After the ". *" Gain control, an attempt is made to match from the position behind a, because it is greedy mode, the optimization tries to match, has been matched to the end of the string, and the control is given to "". "" "" "after the control, because it is already the end of the string, match failed, look for the state of backtracking, the control to". * "by". * "to give up the matched character". ". Repeat the above procedure until "" "" "" "," "" "" "," "" "" "" "" " The "@" matches the space "" at the next d, and the match fails to find a state for backtracking, and control is given to ". *" by ". *" to yield the matched text. Continue to repeat the above matching process until the ". *" yields all the matching text to I, handing control over to "". "" "Match failed because there is no state available for backtracking, the entire expression is reported to have failed at position 11, and a round of matching attempts has ended.

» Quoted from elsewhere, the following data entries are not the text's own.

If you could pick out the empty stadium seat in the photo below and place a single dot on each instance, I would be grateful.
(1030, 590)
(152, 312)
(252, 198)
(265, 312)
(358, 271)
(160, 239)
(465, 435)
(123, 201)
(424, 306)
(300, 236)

The regular engine gearing makes the positive forward drive and enters the next round of attempts. The subsequent matching process is basically similar to the first round of the attempt to match the process, and can be referred to in Figure 3-2.

From the matching process, we can see that the matching failure process of the large-scale subexpression greedy pattern, in general, is not different from the non greedy mode, the final backtracking times are basically consistent with the non greedy mode, and the effect on the matching efficiency is still great.

3.2.3 Greedy pattern matching failure Process Analysis--an improved sub-expression

Figure 3-3

Build a regular expression that matches the greedy pattern that failed: "[^]*" @

The quantifier-decorated subexpression is changed to match the smaller exclusion character group "[^]", because the last "@" existence, this regular expression also must match the failure, look at the matching process.

First by "" "" "to obtain control, from the position 0 start to try to match, match failed, until the map marked a match success, control to" [^ "]*.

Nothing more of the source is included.